Python 3.2 までは virtualenv という外部パッケージを使用していましたが、Python 3.3 以降は標準で同等機能を提供する venv パッケージ を使用できます。

なぜ仮想環境が必要か?

Python で作成されたプログラムは、pip install で外部モジュールをインストールすることを前提に作成されたものがたくさんあります。 Python プログラムを実行するために、何も考えずに pip install を繰り返していると、いろいろなバージョンのモジュールがインストールされてしまい、実行環境がぐちゃぐちゃになってしまいます。 あるプログラムを動作させるために pip install すると、別のプログラムが動作しなくなるといったことが起こります。

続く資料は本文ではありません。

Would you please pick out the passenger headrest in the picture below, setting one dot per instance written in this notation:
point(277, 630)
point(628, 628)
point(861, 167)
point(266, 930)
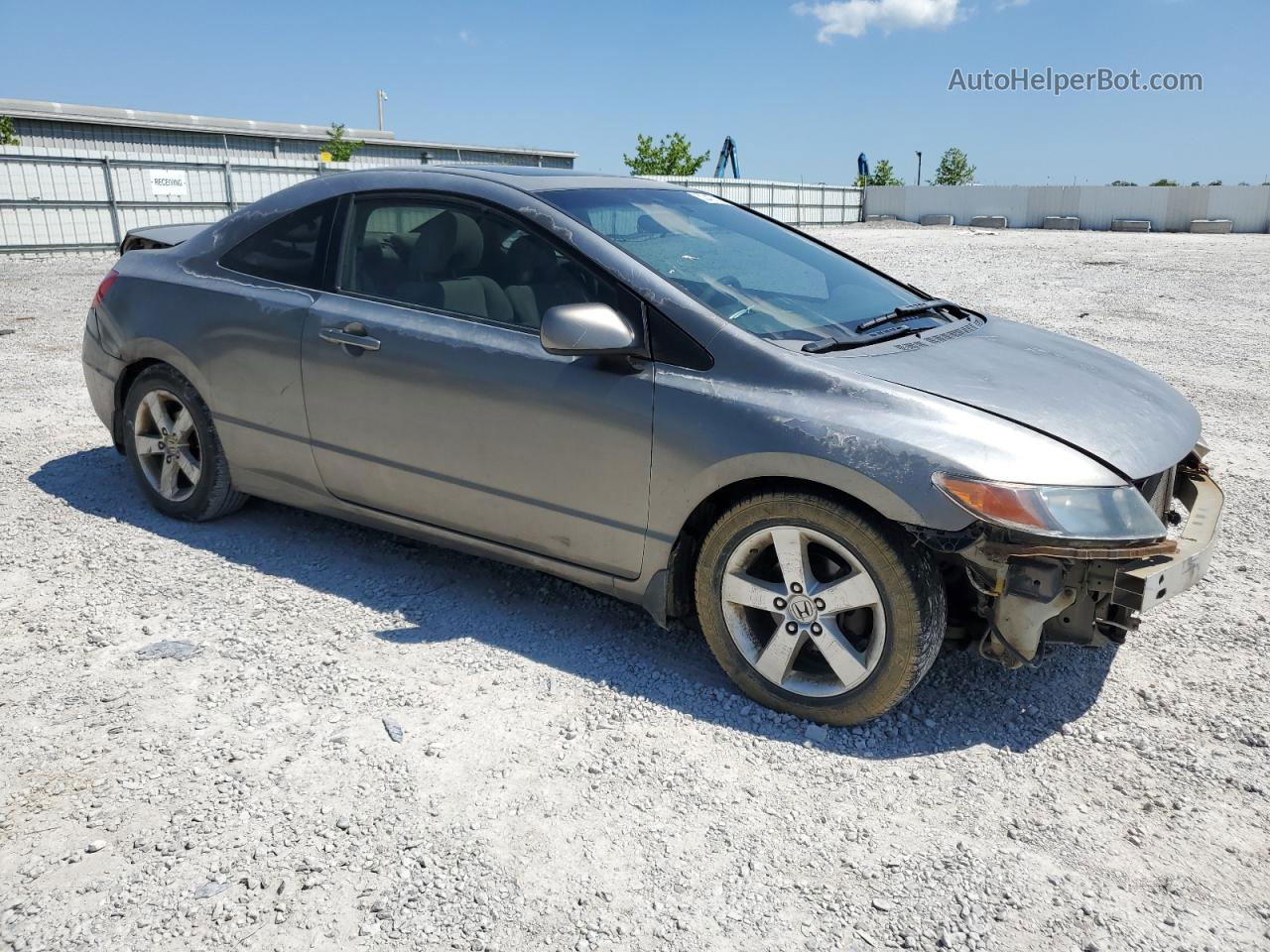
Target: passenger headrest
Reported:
point(448, 244)
point(431, 254)
point(530, 261)
point(468, 244)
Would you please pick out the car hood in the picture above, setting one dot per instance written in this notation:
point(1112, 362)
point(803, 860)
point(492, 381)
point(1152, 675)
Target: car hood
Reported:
point(1111, 409)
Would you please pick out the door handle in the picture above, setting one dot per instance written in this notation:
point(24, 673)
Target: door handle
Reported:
point(350, 335)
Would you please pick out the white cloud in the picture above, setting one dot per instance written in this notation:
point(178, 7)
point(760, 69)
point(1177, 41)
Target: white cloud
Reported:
point(852, 18)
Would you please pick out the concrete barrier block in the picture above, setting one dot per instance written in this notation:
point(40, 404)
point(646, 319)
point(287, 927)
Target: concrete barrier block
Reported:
point(1211, 226)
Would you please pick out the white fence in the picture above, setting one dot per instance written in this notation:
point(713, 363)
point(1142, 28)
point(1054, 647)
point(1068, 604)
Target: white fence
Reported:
point(792, 202)
point(82, 202)
point(87, 200)
point(1167, 208)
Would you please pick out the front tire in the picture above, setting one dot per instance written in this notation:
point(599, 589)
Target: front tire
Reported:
point(816, 610)
point(173, 449)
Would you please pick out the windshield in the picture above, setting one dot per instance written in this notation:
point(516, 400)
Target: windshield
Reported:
point(763, 278)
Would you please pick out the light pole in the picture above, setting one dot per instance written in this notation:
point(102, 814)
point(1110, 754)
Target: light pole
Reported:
point(380, 99)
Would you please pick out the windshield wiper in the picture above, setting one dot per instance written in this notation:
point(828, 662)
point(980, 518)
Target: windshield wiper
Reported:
point(826, 344)
point(907, 311)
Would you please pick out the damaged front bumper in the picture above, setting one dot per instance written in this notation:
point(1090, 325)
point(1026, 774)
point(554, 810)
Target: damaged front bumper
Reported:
point(1089, 595)
point(1146, 583)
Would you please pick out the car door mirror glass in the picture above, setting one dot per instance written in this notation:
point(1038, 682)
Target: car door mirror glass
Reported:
point(572, 330)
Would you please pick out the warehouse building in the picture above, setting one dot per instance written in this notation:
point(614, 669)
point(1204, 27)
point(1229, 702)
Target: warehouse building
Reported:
point(62, 128)
point(82, 176)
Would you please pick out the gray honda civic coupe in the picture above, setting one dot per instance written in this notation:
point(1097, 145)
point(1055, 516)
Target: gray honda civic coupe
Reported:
point(665, 397)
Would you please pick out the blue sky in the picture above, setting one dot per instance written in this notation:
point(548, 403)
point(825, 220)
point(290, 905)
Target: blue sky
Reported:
point(802, 87)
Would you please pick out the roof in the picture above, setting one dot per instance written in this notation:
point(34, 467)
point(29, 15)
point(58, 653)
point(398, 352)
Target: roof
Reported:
point(180, 122)
point(527, 178)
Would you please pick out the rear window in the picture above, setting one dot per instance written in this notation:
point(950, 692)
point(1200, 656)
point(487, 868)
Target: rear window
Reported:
point(291, 250)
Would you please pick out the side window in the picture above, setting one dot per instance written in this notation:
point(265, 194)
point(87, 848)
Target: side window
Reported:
point(466, 261)
point(291, 250)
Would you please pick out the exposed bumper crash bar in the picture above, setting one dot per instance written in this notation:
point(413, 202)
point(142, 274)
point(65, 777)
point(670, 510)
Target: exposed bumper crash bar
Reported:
point(1035, 584)
point(1144, 583)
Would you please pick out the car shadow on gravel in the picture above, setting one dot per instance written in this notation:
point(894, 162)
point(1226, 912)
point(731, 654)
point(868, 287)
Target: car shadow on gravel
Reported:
point(443, 595)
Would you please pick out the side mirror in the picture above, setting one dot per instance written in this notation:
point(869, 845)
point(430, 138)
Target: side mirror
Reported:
point(592, 329)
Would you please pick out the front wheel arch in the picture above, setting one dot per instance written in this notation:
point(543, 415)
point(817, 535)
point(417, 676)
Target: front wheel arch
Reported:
point(683, 565)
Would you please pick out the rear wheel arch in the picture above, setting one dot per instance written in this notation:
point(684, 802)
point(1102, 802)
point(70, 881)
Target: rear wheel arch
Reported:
point(153, 354)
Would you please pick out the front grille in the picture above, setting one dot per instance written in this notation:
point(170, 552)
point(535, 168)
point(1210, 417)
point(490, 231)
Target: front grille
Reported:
point(1159, 490)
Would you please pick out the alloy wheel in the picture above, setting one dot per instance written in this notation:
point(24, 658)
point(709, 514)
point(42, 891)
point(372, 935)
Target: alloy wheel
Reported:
point(804, 611)
point(167, 444)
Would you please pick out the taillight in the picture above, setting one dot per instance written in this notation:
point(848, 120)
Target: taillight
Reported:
point(104, 287)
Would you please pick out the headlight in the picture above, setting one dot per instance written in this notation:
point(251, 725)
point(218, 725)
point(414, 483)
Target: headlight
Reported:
point(1101, 513)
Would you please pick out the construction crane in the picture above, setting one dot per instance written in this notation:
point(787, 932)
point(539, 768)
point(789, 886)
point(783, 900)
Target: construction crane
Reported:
point(728, 154)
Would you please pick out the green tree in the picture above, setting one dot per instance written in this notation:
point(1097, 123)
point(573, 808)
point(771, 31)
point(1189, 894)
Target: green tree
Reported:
point(671, 157)
point(339, 149)
point(953, 169)
point(881, 176)
point(8, 137)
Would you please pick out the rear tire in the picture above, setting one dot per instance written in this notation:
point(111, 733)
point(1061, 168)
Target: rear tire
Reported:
point(173, 448)
point(818, 611)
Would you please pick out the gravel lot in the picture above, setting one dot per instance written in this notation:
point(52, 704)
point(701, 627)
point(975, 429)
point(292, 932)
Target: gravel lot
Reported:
point(195, 721)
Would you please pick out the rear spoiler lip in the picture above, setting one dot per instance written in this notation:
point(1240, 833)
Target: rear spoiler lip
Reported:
point(160, 236)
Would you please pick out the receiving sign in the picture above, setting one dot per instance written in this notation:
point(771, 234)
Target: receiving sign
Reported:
point(167, 182)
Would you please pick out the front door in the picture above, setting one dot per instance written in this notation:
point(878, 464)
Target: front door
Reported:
point(430, 397)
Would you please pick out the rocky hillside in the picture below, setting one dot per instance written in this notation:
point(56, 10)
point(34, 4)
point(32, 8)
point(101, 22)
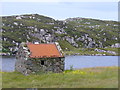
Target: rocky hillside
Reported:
point(74, 32)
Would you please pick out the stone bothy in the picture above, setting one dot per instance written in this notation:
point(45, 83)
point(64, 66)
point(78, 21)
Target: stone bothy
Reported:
point(32, 58)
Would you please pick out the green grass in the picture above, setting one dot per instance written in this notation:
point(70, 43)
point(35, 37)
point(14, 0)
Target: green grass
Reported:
point(100, 77)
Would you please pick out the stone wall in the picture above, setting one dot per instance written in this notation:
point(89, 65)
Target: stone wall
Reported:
point(27, 65)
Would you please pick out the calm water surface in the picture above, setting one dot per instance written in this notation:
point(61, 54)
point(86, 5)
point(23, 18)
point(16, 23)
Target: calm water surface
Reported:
point(8, 64)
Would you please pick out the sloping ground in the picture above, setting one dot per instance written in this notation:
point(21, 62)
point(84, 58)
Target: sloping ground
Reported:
point(100, 77)
point(74, 32)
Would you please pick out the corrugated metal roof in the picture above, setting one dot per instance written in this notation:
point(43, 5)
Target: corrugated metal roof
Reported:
point(43, 50)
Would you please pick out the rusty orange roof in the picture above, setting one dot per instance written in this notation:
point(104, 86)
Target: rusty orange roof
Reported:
point(43, 50)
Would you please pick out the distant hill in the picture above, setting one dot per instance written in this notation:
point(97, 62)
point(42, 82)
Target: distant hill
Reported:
point(70, 33)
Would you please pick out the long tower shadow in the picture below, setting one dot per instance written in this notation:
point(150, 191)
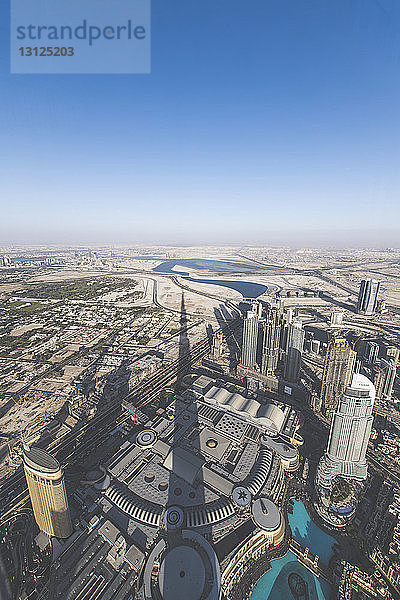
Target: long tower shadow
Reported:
point(183, 564)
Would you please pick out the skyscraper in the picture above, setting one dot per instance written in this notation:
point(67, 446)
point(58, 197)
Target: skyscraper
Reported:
point(46, 487)
point(294, 349)
point(249, 340)
point(384, 380)
point(368, 296)
point(371, 352)
point(337, 374)
point(349, 434)
point(393, 353)
point(270, 341)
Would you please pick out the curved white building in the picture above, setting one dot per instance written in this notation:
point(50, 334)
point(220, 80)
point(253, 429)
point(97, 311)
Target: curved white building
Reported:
point(349, 435)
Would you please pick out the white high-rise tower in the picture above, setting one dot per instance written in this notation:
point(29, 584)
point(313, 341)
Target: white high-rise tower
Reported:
point(349, 435)
point(250, 339)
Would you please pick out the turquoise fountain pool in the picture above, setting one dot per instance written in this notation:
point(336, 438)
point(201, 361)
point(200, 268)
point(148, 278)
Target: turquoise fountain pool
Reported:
point(288, 579)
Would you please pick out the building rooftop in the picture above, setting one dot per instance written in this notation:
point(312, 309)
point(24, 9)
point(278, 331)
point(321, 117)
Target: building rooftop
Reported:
point(38, 459)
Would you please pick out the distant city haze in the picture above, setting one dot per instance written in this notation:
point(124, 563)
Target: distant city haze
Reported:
point(261, 122)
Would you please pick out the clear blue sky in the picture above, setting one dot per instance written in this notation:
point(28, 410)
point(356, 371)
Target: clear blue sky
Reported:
point(263, 121)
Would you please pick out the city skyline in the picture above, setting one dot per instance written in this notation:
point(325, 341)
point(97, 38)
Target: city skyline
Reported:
point(290, 115)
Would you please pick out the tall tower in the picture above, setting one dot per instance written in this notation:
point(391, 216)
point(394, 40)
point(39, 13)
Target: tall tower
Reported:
point(249, 340)
point(368, 296)
point(271, 340)
point(351, 425)
point(294, 349)
point(384, 380)
point(371, 352)
point(393, 353)
point(338, 370)
point(217, 345)
point(46, 487)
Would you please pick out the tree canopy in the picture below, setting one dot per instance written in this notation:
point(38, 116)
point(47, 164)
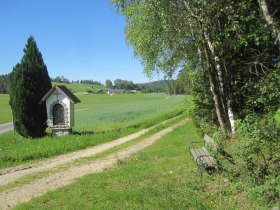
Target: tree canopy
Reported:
point(228, 50)
point(29, 83)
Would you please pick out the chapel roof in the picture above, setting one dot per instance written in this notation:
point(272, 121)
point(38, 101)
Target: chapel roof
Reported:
point(66, 92)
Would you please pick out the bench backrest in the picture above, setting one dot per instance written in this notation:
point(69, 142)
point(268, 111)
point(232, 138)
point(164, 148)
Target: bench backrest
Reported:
point(208, 139)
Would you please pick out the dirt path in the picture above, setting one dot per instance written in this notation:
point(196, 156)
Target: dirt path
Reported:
point(24, 193)
point(12, 174)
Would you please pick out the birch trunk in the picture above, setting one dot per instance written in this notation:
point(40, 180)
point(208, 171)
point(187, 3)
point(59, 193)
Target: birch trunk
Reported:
point(269, 19)
point(217, 103)
point(225, 100)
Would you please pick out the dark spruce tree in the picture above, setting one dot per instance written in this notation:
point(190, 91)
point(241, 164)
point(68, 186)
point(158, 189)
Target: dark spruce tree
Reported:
point(29, 83)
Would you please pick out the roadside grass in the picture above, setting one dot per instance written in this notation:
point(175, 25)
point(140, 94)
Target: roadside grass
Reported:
point(81, 161)
point(163, 176)
point(123, 114)
point(115, 149)
point(93, 127)
point(5, 109)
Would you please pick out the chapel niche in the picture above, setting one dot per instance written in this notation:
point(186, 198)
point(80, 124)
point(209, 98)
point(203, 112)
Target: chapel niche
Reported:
point(58, 115)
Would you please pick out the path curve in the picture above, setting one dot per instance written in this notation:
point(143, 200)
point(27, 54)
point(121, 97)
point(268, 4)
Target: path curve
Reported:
point(24, 193)
point(12, 174)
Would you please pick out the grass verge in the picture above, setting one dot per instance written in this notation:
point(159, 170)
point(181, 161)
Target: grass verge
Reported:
point(164, 176)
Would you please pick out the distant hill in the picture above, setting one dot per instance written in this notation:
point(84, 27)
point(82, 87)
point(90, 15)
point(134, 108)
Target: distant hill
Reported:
point(78, 87)
point(153, 87)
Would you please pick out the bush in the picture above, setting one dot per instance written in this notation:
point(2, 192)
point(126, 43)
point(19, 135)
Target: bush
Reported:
point(258, 155)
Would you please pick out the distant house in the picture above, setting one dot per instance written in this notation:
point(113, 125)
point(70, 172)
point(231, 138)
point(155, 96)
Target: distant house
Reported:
point(118, 91)
point(115, 91)
point(60, 109)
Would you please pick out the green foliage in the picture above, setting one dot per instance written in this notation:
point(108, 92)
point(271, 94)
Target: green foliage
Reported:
point(108, 83)
point(5, 83)
point(29, 83)
point(163, 176)
point(258, 155)
point(5, 109)
point(100, 118)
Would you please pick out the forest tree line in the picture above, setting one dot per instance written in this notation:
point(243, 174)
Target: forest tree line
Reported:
point(228, 53)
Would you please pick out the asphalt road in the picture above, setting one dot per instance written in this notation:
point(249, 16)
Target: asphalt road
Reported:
point(6, 127)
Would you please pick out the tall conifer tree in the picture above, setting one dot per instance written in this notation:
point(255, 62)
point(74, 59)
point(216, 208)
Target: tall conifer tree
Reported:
point(29, 83)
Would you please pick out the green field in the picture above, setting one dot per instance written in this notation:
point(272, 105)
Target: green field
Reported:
point(99, 119)
point(163, 176)
point(77, 87)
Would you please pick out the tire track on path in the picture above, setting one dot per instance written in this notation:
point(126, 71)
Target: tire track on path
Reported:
point(24, 193)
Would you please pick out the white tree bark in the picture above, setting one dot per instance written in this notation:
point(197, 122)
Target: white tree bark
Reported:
point(227, 109)
point(269, 19)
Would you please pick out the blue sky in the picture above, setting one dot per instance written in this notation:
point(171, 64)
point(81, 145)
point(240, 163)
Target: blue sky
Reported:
point(79, 39)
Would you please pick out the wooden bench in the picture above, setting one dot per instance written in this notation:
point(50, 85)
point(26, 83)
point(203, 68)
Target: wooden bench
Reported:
point(203, 158)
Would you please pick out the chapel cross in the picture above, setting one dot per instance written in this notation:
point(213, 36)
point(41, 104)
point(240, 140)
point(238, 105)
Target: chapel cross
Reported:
point(57, 93)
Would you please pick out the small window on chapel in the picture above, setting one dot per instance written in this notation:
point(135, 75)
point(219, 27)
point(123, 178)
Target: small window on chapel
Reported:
point(58, 115)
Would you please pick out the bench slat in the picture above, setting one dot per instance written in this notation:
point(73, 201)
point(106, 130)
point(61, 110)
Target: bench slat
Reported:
point(203, 156)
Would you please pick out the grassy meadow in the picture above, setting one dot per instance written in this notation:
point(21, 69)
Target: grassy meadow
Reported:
point(79, 87)
point(163, 176)
point(98, 119)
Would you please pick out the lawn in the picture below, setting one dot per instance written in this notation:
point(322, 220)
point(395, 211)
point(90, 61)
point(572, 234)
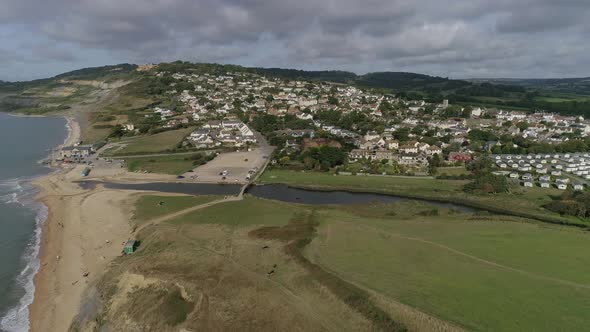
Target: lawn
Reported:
point(160, 142)
point(453, 171)
point(149, 207)
point(493, 273)
point(171, 164)
point(489, 275)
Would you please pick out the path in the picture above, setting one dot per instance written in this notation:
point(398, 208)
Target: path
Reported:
point(176, 214)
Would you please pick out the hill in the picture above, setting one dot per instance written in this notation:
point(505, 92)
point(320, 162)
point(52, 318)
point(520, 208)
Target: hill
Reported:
point(566, 96)
point(580, 85)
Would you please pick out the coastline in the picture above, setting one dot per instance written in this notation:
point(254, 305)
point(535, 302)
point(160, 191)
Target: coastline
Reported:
point(77, 240)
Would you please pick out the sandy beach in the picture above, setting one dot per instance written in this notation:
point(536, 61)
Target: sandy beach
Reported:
point(84, 231)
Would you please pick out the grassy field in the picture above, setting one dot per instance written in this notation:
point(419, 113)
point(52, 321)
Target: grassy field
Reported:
point(453, 171)
point(160, 142)
point(482, 274)
point(260, 264)
point(525, 202)
point(209, 274)
point(248, 212)
point(172, 164)
point(152, 206)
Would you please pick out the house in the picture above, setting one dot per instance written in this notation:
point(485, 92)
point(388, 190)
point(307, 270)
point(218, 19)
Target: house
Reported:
point(213, 124)
point(130, 246)
point(75, 152)
point(408, 148)
point(413, 160)
point(432, 150)
point(459, 156)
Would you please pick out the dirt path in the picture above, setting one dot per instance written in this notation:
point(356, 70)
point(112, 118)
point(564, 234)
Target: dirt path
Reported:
point(293, 298)
point(176, 214)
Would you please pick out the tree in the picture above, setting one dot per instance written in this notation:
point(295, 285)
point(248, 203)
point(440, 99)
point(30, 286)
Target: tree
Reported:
point(433, 164)
point(333, 100)
point(522, 125)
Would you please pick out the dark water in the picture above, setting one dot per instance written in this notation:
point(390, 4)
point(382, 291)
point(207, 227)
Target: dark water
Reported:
point(274, 191)
point(293, 195)
point(23, 143)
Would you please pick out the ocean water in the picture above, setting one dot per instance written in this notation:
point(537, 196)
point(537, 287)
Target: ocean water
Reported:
point(24, 142)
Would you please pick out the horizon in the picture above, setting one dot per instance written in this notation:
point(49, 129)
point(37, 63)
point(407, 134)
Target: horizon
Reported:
point(462, 39)
point(308, 70)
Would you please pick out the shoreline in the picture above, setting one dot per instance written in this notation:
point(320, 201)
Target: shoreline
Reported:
point(18, 317)
point(84, 231)
point(42, 252)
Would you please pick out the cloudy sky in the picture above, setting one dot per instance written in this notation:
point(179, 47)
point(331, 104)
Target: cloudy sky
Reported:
point(455, 38)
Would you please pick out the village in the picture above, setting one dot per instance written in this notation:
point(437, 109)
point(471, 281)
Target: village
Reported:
point(378, 133)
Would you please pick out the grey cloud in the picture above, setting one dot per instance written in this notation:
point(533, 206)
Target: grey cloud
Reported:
point(461, 36)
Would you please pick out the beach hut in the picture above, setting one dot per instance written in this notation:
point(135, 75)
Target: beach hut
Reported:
point(85, 172)
point(130, 247)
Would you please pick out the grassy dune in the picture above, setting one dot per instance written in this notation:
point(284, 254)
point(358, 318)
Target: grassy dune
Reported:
point(360, 267)
point(160, 142)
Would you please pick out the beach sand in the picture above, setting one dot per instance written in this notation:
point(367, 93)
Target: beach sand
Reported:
point(84, 231)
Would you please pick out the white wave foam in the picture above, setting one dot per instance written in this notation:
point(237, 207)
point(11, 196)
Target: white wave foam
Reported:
point(17, 318)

venv を使って仮想環境を作ると、その環境内に閉じて pip install することができるようになります。 例えば、Python プログラム1 のために env-1 という仮想環境を作り、Python プログラム2 のために env-2 という仮想環境を作る、といったことができます。

仮想環境を作成する/削除する

仮想環境を作成するには、次のようなコマンドを実行します。 仮想環境はディレクトリの形で作成され、その中に必要なファイルが自動生成されます。

$ python -m venv 仮想環境ディレクトリ

ここでは、ホームディレクトリに仮想環境用のディレクトリを作成してみましょう。 次のように実行すると、ホームディレクトリに python-venv/myapp という名前のディレクトリが作成されます(ディレクトリ階層が深くても大丈夫です)。

$ python -m venv ~/python-venv/myapp

$ ls ~/python-venv/myapp
bin/    include/    lib/    pyvenv.cfg

仮想環境が必要なくなった場合は、このディレクトリを丸ごと削除してしまえば OK です。

$ rm -Rf ~/python-venv/myapp

仮想環境に入る (activate) / 仮想環境から抜ける (deactivate)

作成した仮想環境を使用するには、仮想環境のディレクトリ内に作成された activate スクリプトを実行します。 このとき、カレントディレクトリはどこでもいいことに注意してください(つまり、実行したい Python スクリプトが置いてあるディレクトリから、任意の仮想環境に入ることができます)。

Linux や macOS での実行例

$ source ~/python-venv/myapp/bin/activate

Windows での実行例

C:\> C:\python-venv\myapp\Scripts\activate.bat

仮想環境に入ると、次のように、プロンプトの先頭に仮想環境名が表示されます。

(myapp) $

この状態で pip install コマンドを実行すると、仮想環境内に閉じてモジュールがインストールされます。 そのモジュールが有効なのは、この仮想環境内で python コマンドを実行した場合のみです。

次の例では、いくつかの外部モジュール(requestspython-dotenv)をインストールし、python スクリプト (app.py) を実行しています。

(myapp) $ pip install requests python-dotenv
(myapp) $ python app.py

仮想環境から抜けるには、単純に deactivate コマンドを実行します。 このコマンドは、仮想環境に入っている状態であれば、どのディレクトリからでも実行できるようになっています。